The symposium also examined qualitative data and the role of human testimony. Amanda Focke, Head of Special Collections at Fondren Library/Rice University, which houses the Archives of the Impossible, cautioned against dismissing witness accounts as mere anecdotes, warning that this has often hindered understanding in reductionist approaches to UAP study. Stahlman moderated a panel featuring Focke on “Harmonizing Qualitative and Quantitative Perspectives,” where participants argued that integrating testimony with sensor data would likely yield unrecognized clues. Stahlman said, “Working with text data is a challenge across disciplines, and we were able to connect UAP researchers with non-UAP experts to discuss techniques, methods and technologies that can be leveraged to extract meaningful knowledge from diverse UAP reports and data sources.” Another panel focused on AI, featuring Syzdagis and machine learning specialists, and explored new methods for categorizing reports and designing questions for witnesses.

 

Focke added, “Qualitative data, such as drawings and narrative descriptions of contact with NHI have the capacity to provide context and deeper modes of inquiry around the UAP issue. While photographs, radar, and video are also crucial elements in the study of UAP, the reports by experiencers of communications, interactions, messages, types of beings, connections to consciousness must also be explored. They are the testimony of human beings as ‘sensors.’ Their reports deserve study at the same level as what we think of as the ‘nuts and bolts’ physical study of UAP sightings.”

 

Social scientist Ben Gibson of RAND presented on the geographic distribution of UAP reports across the United States. His preliminary findings suggested that “population density, air traffic infrastructure, and proximity to nuclear facilities are strong predictors of sightings, while military bases are associated with slightly fewer reports.” He also found “correlations with magnetic anomalies, rugged terrain, and seismic activity.”

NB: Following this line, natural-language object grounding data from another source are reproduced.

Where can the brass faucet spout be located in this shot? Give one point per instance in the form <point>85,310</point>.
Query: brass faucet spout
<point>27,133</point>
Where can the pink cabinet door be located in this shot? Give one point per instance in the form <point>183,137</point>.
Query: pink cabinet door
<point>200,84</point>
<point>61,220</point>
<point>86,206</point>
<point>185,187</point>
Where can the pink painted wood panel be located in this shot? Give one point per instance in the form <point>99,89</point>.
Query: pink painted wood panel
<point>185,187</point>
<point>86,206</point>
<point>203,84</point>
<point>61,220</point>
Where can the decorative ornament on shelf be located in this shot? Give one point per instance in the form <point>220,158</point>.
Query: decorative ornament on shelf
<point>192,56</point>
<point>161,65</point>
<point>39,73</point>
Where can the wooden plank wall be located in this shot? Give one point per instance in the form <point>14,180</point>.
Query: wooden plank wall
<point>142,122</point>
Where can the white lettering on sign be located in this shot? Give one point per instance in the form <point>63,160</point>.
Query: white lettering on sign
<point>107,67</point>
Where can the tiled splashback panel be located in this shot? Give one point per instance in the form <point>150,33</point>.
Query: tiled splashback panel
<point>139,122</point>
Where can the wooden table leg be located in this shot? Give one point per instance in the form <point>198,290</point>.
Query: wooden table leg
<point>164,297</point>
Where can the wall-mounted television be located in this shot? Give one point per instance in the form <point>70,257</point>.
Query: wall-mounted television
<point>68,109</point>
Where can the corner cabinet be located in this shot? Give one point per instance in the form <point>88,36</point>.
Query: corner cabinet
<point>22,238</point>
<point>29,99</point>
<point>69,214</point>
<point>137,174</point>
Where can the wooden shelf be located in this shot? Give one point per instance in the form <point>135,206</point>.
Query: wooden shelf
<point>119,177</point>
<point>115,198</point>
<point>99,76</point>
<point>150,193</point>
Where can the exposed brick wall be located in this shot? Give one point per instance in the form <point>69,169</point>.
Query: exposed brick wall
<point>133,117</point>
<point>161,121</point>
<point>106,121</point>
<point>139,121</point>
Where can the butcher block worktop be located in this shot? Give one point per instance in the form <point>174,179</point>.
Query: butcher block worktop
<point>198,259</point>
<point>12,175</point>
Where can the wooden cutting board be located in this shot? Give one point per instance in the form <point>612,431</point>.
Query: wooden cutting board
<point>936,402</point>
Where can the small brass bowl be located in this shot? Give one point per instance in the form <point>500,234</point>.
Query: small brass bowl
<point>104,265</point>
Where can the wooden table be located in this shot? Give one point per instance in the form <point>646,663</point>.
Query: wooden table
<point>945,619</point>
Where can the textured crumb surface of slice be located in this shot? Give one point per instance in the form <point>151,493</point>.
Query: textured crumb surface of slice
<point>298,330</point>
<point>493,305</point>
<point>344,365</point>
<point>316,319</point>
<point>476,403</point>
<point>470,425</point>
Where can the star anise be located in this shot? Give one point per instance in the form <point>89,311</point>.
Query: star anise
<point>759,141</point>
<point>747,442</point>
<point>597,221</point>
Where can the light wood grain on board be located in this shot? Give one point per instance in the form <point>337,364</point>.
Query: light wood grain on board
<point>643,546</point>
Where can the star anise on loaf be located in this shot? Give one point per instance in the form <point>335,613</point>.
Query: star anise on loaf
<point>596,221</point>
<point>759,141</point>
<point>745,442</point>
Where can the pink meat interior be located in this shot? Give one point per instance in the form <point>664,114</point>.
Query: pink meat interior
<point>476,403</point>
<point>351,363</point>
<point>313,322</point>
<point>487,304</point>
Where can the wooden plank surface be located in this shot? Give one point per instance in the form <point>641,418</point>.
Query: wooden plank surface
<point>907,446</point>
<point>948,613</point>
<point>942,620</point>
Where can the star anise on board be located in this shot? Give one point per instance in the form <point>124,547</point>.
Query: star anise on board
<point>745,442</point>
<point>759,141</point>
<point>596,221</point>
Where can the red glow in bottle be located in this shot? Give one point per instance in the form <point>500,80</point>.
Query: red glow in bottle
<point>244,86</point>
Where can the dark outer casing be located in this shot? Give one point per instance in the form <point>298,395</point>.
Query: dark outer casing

Society for UAP Studies (SUAPS) director Mike Cifone delivered a paper titled “It’s All About Evidence – But What Is the Evidence? An Inquiry into the Problem of the UFO As a Subject of Scientific Research,” in which he pointed out that “the scientific study of UFOs has always labored under the difficulties faced by all evidence of a forensic nature: that it is incidental, unexpected (during the incident), and often circumstantial… this situation has confined scientific ‘ufology’ to the study of post-facto UFO case reports, rather than the UFO phenomenon itself.” He concluded that “the study of UAP is not just about identifying unknown objects; it is about refining both our understanding of what we take to be already known, and those guiding scientific methodologies themselves, when confronted with the truly anomalous—never forgetting that those very methods derive always from our prior orientation in the known.”


Attendee Peter Sforza, SUAPS Director of Research Programs, offered a perspective that captured the spirit of the symposium: “UAP studies offer a rare, paradigm-shifting lens: a truly unknown phenomenon that forces us to confront the limitations of our current scientific processes. At the AARO workshop, we did not speculate on ‘what’ UAP are; instead, we explored open, collaborative methods to handle diverse data sources, from sensor logs to human narratives. The meeting welcomed open discussion and interdisciplinary input. In my view, UAP research is as much about advancing our capacity for rigorous, reflexive science as it is about the phenomena themselves, and this offers a chance to evolve our methods, improve coordination, and fill the information void with credible, integrative analysis.”


Taken together, the Vienna meeting suggested a transition in UAP research culture: from secrecy toward transparency, from fragmentation toward integration, and from stigma toward cautious legitimacy. For SUAPS, the symposium reflected precisely the kind of collaborative engagement envisioned in the Society’s AURA/UPWARD framework, where historical archives, advanced instrumentation, and witness testimony are brought into structured dialogue. The next step lies in sustaining these new connections, ensuring that evidence—whether archival, instrumental, or experiential—is woven into a coherent and credible field of study.